Oops! Microsoft Defender Freaks Sys Admins Out By Flagging Office Update As Ransomware

office surface
System administrators were in for a surprise when Windows Defender flagged a recent Microsoft Office Update as malware. That was, fortunately, a false positive, but when you manage hundreds or thousands of endpoints and they all start getting flagged, you might as well give a sysadmin a heart attack.

On March 16th, an update to many versions of Microsoft Office was rolled out. That update was flagged as malware by Windows Defender. If you were an individual user you likely didn't see this, however, if you are a system administrator who uses Windows Defender to scan your endpoints, you potentially got numerous false-positive flags.
defender interface
According to Reddit user u/vertisnow when running a command for Defender to test against the Microsoft Office Serviceability Manager, a false-positive was triggered.
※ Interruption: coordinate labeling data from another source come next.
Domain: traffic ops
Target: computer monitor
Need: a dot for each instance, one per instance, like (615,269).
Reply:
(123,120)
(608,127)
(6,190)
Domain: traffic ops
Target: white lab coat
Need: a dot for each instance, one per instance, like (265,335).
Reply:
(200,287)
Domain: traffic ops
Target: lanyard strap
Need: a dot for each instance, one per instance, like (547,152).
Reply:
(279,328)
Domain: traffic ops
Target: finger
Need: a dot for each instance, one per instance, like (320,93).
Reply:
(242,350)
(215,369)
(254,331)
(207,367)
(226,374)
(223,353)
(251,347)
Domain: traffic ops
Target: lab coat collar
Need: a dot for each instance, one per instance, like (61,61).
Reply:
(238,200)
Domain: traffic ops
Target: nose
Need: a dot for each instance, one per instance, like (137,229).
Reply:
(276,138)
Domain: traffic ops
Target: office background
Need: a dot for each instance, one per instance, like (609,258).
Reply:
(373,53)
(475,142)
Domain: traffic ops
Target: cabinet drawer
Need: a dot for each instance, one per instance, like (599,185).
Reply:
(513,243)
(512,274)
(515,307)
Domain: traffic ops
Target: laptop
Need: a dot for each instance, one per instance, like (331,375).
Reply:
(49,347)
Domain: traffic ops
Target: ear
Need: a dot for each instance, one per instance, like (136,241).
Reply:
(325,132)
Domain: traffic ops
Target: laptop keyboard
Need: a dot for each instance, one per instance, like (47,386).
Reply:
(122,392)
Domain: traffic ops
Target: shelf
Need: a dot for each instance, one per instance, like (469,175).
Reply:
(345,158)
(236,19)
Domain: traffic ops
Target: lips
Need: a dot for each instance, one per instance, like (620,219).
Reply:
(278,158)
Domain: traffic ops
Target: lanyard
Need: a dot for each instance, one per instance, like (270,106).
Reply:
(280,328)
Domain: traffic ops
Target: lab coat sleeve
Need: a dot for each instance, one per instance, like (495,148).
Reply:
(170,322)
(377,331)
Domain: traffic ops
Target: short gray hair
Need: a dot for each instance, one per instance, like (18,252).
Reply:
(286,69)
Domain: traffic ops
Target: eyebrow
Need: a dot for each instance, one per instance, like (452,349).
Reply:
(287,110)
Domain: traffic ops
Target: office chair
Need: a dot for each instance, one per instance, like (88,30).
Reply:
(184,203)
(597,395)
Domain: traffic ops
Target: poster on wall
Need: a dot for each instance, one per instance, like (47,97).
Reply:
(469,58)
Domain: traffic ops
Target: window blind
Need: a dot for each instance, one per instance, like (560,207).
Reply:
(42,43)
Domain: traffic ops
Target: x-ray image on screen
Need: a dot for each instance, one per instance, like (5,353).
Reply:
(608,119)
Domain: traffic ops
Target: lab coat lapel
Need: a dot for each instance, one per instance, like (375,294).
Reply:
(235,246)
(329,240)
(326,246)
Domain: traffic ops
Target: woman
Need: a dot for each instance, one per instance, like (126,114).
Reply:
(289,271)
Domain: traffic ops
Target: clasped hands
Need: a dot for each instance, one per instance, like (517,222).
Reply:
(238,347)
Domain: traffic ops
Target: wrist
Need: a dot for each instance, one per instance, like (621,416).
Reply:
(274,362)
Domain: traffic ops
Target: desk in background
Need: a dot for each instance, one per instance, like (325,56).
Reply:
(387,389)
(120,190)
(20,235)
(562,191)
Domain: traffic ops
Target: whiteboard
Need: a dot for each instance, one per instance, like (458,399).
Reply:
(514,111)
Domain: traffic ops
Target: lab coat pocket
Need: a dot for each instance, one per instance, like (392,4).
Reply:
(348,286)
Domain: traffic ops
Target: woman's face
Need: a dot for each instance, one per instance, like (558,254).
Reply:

That particular utility is the tool that confirms access to things like a Microsoft 365 license, thus making it so that people within organizations can use the appropriately licensed version of the software. As such, deleting it would be bad, even if it does get flagged as malware. Most reports seem to indicate the issue affected cloud-related organizations, such as those deployed using Microsoft 365. That's no small number of users, though. According to a 2019 report there are more than 200 million active Microsoft 365 users.

There is a fairly entertaining root cause to this issue. The cause happened to be an update to the service components for the Microsoft Office Serviceability Manager tool. The tool itself was updated to better detect ransomware attacks, but the code used was flawed and triggered alerts even if malware was not detected.
scaled office apps
Luckily Microsoft was able to react quickly and its engineers were able to roll out a patch to the cloud logic allowing that version of Defender to ignore those false positives. No action is needed on the part of system administrators, other than probably telling them to dismiss their existing false positives. Microsoft did say that those should clear out automatically post-update, though.